Il est temps pour la femme de prendre conscience de ce qu’elle vaut et de ce qu’elle peut.

 

Coach de vie

 

Discipline, détermination et sacrifice, voici les maîtres mots qui qualifient celle qui fait l’objet de cet article.

Marie FADIGA, coach de vie, femme vaillante qui a décidé de se mettre au service de son semblable, conseillère, elle œuvre pour le bien être de ceux qui la consultent. Avec Marie FADIGA chaque cas est un défi à relever, un challenge, une aide, une renaissance.

Nous l’avons reçue, au terme de cette lecture vous saurez qui elle est et quel est son combat !

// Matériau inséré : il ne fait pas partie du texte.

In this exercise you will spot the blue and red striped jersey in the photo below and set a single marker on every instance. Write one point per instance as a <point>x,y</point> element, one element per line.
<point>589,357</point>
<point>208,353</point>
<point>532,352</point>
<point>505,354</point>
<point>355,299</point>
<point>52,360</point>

Tchewôlô : Bonjour Coach Marie FADIGA, Merci de nous accorder cet entretien dans le cadre du mois de la femme.

Marie FADIGA : Je vous en prie, merci à vous pour le choix sur ma personne.

Tchewôlô : Dites-nous, pour vous, qui est femme ?

Marie FADIGA : Au-delà d’être un être humain de sexe féminin : la femme, il est important pour moi de mentionner ceci, est constitué d’un corps, d’une âme et d’un esprit (elle est donc à ce niveau égale à l’homme) la femme pense, réfléchit, apprend, comprend, aspire à être …(elle peut tout faire et tout devenir) ,elle rit s’attriste et s’inquiète, elle peut être blessé elle est un être sensible qui a besoin ( diffèrent de vouloir) d’être aimé, valorisé et de se sentir en sécurité… mais différente dans sa fonction car à l’origine de la société. Elle regorge d’un potentiel énorme, elle est créative, a un œil pour le détail, des capacités innées pour créer, gérer et organiser, elle est capable de supporter la pression à une grande échelle même si elle est parfois réduite a peu. Le monde ira beaucoup mieux lorsque la femme saura qui elle est et ce qu’elle a comme potentiel.

Tchewôlô : Belle description. Merci. Alors Vous êtes coach de vie, expliquez-nous en quoi cela consiste?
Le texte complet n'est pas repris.